The Mindful Hack has often featured stories about the difference between the brain as an organ and the mind as your immaterial self. But there is also a distinction worth making between thinking and consciousness.

A recent post "Neuroscience: Yes, we do think while we are asleep. And we solve problems too" indirectly helps us understand that distinction. Let's look at one of the experimenets again:
In a 2004 study Ullrich Wagner and others in Jan Born's laboratory at the University of Lübeck in Germany elegantly demonstrated just how powerful sleep's processing of memories can be. They taught subjects how to solve a particular type of mathematical problem by using a long and tedious procedure and had them practice it about 100 times.
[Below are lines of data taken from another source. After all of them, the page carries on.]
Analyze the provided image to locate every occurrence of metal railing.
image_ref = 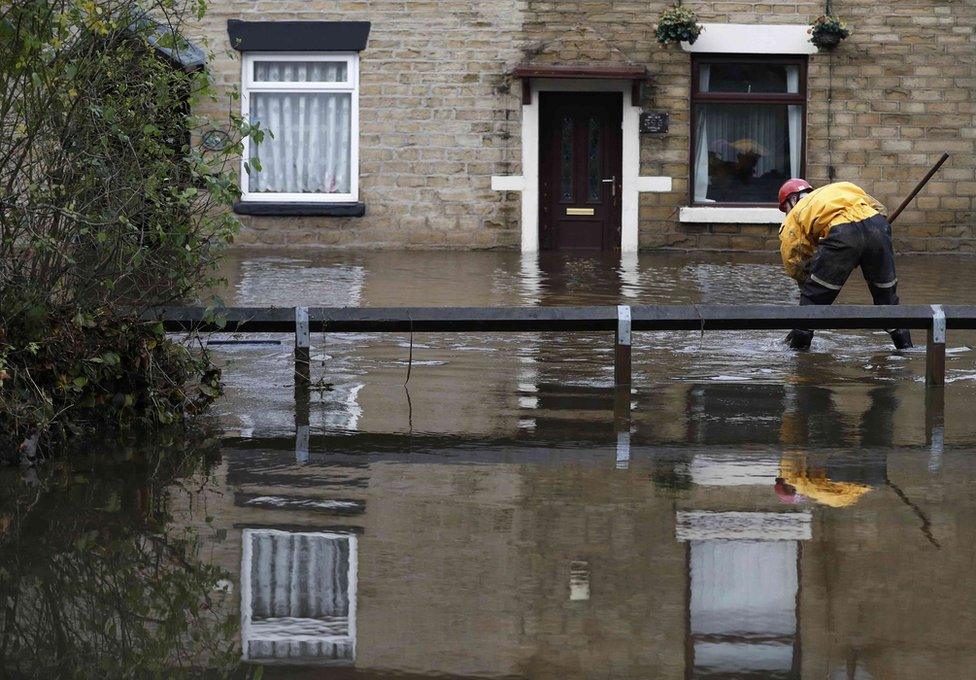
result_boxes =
[148,303,971,388]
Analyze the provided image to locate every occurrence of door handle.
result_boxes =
[602,176,616,198]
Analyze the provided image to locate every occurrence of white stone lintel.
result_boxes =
[635,176,672,192]
[676,511,813,542]
[491,175,525,192]
[679,206,784,224]
[682,23,818,55]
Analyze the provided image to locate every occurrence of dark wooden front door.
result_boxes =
[539,92,623,251]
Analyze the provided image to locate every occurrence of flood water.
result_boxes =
[4,251,976,678]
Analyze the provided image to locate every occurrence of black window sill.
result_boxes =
[233,202,366,217]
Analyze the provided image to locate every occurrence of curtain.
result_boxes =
[249,61,351,194]
[690,539,798,636]
[694,65,712,202]
[787,65,802,177]
[250,532,350,620]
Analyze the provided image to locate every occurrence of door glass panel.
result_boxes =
[587,117,601,202]
[560,116,573,202]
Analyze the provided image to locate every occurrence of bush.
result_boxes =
[0,0,252,459]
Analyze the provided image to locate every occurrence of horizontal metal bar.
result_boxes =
[144,304,976,334]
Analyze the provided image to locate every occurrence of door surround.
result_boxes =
[490,78,673,253]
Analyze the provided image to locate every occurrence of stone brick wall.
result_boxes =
[191,0,976,253]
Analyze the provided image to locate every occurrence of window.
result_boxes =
[241,53,359,203]
[691,56,806,206]
[689,540,800,677]
[240,529,357,664]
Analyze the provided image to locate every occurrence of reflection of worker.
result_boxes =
[777,179,913,351]
[774,456,872,508]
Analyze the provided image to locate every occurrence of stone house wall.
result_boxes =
[190,0,976,252]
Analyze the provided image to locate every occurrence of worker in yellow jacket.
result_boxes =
[777,179,913,350]
[774,463,872,508]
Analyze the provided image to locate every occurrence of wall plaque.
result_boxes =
[640,111,669,134]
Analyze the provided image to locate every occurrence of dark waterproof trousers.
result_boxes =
[788,214,913,350]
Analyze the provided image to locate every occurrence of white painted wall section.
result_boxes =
[682,24,818,55]
[490,176,525,192]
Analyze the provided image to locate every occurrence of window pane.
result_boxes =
[698,62,797,94]
[586,117,601,202]
[248,92,352,194]
[560,116,573,202]
[253,60,348,83]
[693,103,798,204]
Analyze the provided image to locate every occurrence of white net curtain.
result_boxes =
[248,61,352,195]
[694,64,803,204]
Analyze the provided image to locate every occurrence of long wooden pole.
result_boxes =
[888,152,950,224]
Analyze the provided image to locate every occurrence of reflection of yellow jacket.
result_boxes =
[780,456,872,508]
[779,182,887,282]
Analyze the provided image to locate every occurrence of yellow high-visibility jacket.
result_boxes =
[779,182,887,282]
[779,455,872,508]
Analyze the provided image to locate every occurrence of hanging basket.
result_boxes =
[809,15,850,51]
[655,5,703,47]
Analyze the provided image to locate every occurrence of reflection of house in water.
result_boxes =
[183,429,973,678]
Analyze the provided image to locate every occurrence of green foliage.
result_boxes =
[655,4,703,46]
[809,14,851,49]
[0,0,255,458]
[0,433,250,677]
[0,307,224,456]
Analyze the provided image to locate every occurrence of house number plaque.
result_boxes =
[639,111,669,134]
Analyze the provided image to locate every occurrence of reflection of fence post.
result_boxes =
[925,388,945,472]
[614,305,632,468]
[615,305,632,388]
[926,304,946,388]
[295,381,310,465]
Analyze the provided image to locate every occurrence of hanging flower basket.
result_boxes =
[809,15,850,50]
[655,5,703,47]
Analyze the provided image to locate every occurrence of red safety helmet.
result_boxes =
[778,178,813,213]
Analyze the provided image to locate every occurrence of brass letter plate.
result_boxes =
[566,207,595,216]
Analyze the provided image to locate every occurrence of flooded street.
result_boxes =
[5,251,976,678]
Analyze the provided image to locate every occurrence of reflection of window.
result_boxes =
[677,511,809,679]
[690,540,799,677]
[241,54,359,203]
[691,56,805,205]
[241,529,357,664]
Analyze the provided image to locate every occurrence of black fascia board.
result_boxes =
[227,20,371,52]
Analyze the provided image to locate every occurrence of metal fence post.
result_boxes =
[926,304,945,387]
[615,305,632,388]
[295,306,310,385]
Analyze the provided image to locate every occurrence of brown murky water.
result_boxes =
[4,251,976,678]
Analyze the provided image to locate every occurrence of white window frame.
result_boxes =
[240,52,360,204]
[240,528,358,664]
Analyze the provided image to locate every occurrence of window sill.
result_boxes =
[233,201,366,217]
[679,206,783,224]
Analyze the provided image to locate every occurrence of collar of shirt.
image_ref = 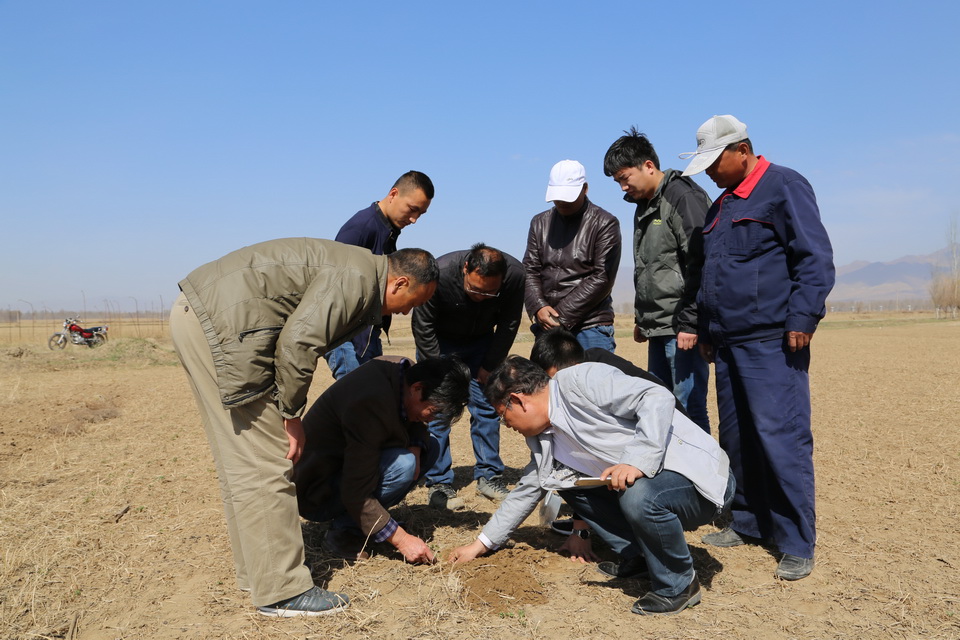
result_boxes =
[730,155,771,199]
[375,202,402,236]
[553,197,590,219]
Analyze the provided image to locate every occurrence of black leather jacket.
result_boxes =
[522,199,621,330]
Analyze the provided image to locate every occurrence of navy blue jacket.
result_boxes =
[698,158,834,346]
[335,202,400,351]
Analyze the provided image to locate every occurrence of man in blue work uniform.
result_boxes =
[324,170,434,379]
[679,115,834,581]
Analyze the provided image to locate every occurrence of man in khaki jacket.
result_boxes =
[169,238,438,617]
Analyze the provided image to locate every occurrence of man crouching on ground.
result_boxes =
[448,356,734,616]
[294,356,470,564]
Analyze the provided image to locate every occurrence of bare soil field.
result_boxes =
[1,315,958,640]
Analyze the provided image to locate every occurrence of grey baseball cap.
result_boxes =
[679,115,749,176]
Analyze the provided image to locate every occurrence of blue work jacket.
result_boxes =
[698,157,835,346]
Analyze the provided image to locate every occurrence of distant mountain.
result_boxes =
[829,246,954,303]
[611,246,955,310]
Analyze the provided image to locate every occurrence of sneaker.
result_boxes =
[775,554,815,580]
[597,555,649,579]
[428,483,465,510]
[631,576,701,616]
[257,586,350,617]
[476,475,509,501]
[701,527,747,547]
[322,528,370,561]
[550,518,575,535]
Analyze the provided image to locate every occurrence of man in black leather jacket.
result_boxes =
[523,159,622,351]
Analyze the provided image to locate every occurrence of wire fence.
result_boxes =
[0,315,168,345]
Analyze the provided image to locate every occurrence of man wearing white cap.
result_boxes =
[679,115,835,581]
[522,160,621,351]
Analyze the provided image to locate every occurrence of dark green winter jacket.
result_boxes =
[630,169,711,337]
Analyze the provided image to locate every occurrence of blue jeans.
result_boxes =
[647,336,711,433]
[531,323,617,352]
[324,329,383,380]
[575,324,616,352]
[303,447,425,533]
[560,470,735,597]
[422,336,504,486]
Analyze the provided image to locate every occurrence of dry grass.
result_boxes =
[1,316,959,639]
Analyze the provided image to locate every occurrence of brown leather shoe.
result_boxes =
[322,528,370,561]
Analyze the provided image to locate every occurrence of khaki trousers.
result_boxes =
[169,292,314,607]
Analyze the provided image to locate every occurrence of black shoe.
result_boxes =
[631,577,701,616]
[322,528,370,561]
[257,586,350,617]
[597,555,648,579]
[775,554,814,580]
[701,527,746,547]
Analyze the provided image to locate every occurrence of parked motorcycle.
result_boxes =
[48,317,109,350]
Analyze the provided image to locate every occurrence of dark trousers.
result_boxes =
[714,337,816,558]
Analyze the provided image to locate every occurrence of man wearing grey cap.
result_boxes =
[679,115,835,581]
[522,159,621,351]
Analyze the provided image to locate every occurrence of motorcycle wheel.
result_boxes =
[48,333,67,350]
[88,335,105,349]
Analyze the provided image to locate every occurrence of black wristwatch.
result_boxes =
[571,528,591,540]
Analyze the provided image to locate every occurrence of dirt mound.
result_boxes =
[454,547,551,614]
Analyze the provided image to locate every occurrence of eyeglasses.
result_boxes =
[464,283,500,298]
[497,401,512,426]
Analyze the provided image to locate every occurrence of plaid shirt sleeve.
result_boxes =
[371,516,399,544]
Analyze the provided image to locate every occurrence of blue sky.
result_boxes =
[2,1,958,313]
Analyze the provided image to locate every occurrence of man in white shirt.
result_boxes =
[448,356,734,616]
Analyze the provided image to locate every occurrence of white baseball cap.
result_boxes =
[679,115,749,176]
[545,159,587,202]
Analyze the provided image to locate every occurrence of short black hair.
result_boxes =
[603,126,660,175]
[387,248,440,286]
[484,355,550,408]
[405,355,471,424]
[393,170,435,200]
[464,243,507,278]
[530,328,584,372]
[725,138,754,154]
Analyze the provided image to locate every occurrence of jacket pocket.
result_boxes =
[237,326,283,342]
[728,205,775,258]
[222,326,284,406]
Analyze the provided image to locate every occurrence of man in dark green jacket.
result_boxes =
[170,238,438,617]
[604,129,712,432]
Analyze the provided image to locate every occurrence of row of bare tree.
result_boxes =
[929,219,959,318]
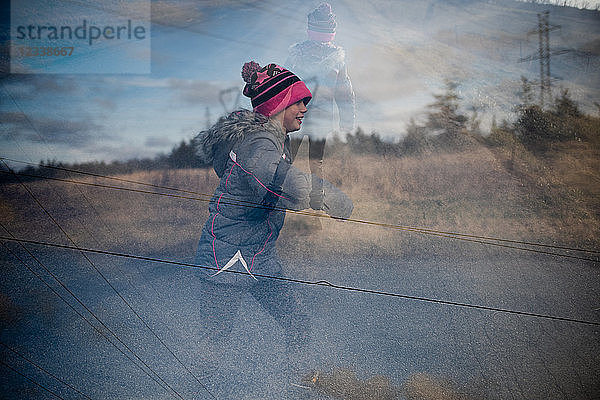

The subjects were then sent away and told to come back 12 hours later, when they were instructed to try it another 200 times.

What the researchers had not told their subjects was that there is a much simpler way to solve these problems. The researchers could tell if and when subjects gained insight into this shortcut, because their speed would suddenly increase. Many of the subjects did, in fact, discover the trick during the second session. But when they got a night's worth of sleep between the two sessions, they were more than two and a half times more likely to figure it out-59 percent of the subjects who slept found the trick, compared with only 23 percent of those who stayed awake between the sessions. Somehow the sleeping brain was solving this problem, without even knowing that there was a problem to solve.
Notice that those people were thinking when they were not conscious. In fact, they couldn't solve the problem when they were conscious, but they solved it after they had become unconscious for a while.

Thinking is the use of mental patterns to assemble information and maybe solve problems. Clearly, we need not be conscious in order to think - although it is necessary to recognize a subject to think about, like the tedious math problem in the experiment.

Consciousness is our state of self-awareness. We may or may not be thinking when we are conscious, though we usually are. Many meditation traditions encourage the meditator to reduce thinking to a minimum in order to reach a profound meditative state.